In the last article we discovered the reasons why cats scratch furniture and other items in our homes. Briefly, these include: scratching is a natural instinct that helps keep the cat healthy through stretching and exercise, it sharpens and maintains their claws, it is an important form of communication with other cats, and it is enjoyable. It was stressed that “declawing your cat for this behaviour is a cruel mutilation,” so in this article we will explain this statement. Many cat owners are incorrectly advised by veterinarians, cat breeders, neighbours, friends, the pet shop workers, the Internet, that the only way to stop a cat from shredding your favourite couch is to remove the claws. 

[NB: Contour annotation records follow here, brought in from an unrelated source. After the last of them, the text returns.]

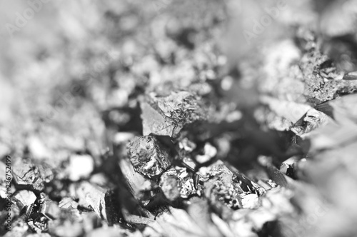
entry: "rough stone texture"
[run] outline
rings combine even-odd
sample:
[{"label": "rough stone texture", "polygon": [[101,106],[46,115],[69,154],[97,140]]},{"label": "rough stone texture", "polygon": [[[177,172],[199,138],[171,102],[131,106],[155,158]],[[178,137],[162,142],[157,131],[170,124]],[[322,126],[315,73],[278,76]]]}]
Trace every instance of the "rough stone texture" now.
[{"label": "rough stone texture", "polygon": [[148,178],[160,176],[171,165],[169,150],[154,136],[134,138],[129,144],[128,156],[135,171]]},{"label": "rough stone texture", "polygon": [[188,91],[166,96],[150,93],[141,106],[144,135],[176,137],[186,125],[205,118],[199,98]]},{"label": "rough stone texture", "polygon": [[193,194],[201,195],[201,186],[195,187],[192,175],[186,168],[173,167],[160,177],[159,186],[170,201],[178,197],[187,198]]}]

They fail to mention that declawing is illegal and considered extremely inhumane in many countries including Australia, Brazil, Israel, Austria, Belgium, Finland, France, Germany, Sweden, and the United Kingdom. Declawing is not a simple surgery that removes a cat’s nails. Removing a cat’s claws would be comparable to removing your own fingernails, along with the bones to which they are attached. Declawing, or onchyectomy, is the amputation of the last digital bone, including the nail bed and claw, on each front toe. The cat’s claw is not a nail as is a human fingernail, it is part of the last bone (distal phalanx) in the cat’s toe and this region must be removed completely, or regrowth of a vestigial claw and abscess-formation result. If the surgery is performed correctly and the entire nail bed is removed, the claw cannot regrow. 

To remove the claw: the bone, nerve, joint capsule, collateral ligaments, and the extensor and flexor tendons must all be amputated. Thus declawing is not a simple single surgery but ten separate, painful amputations of the third phalanx up to the last joint of each toe. The standard method of declawing is amputating with a scalpel or guillotine clipper. The wounds are closed with stitches or surgical glue, and the feet are bandaged. Another method is laser surgery, in which a small, intense beam of light cuts through tissue by heating and vaporising it. A third procedure is the tendonectomy, in which the tendon that controls the claw in each toe is severed so the cat cannot control or extend the claws. This procedure is associated with a high incidence of abnormally thick claw growth causing the cat's claws to snag on surfaces and to grow into its paw pads. Because of complications, a cat who has been given a tendonectomy may require declawing later.

Medical complications to declawing include excruciating pain in the paw; bone chips or spurs that prevent healing; painful re-growth of deformed claw inside of the paw if not properly removed; infection; tissue necrosis (tissue death); nerve damage; chronic back and joint pain; and lameness as these muscles weaken. Removing claws also changes the way a cat's foot meets the ground and can cause long-term pain similar to wearing an uncomfortable pair of shoes. Behavioural complications include personality changes and breakdown in litter-training. Cats that are traumatised by declawing may become withdrawn and introverted. Others become nervous, fearful and/or aggressive because they no longer have their claws which are the primary means of defense. The constant state of stress can lead to other disorders including suppression of the immune system, cystitis and irritable bowel syndrome. 

In many cases, when declawed cats use the litter-box after surgery, their feet are so tender and the litter irritating that they associate the pain with the box resulting in an aversion to using the litter-box. Declawed cats that can no longer mark with their claws may choose to mark with urine instead, resulting in inappropriate elimination problems. A variety of humane methods exist to manage the problem of destructive scratching and these should be employed instead of maiming and mutilating your cat. Declawing and tendonectomies should be reserved only for those rare cases in which a cat has a medical problem that would warrant such surgery, such as the need to remove cancerous nail bed tumours.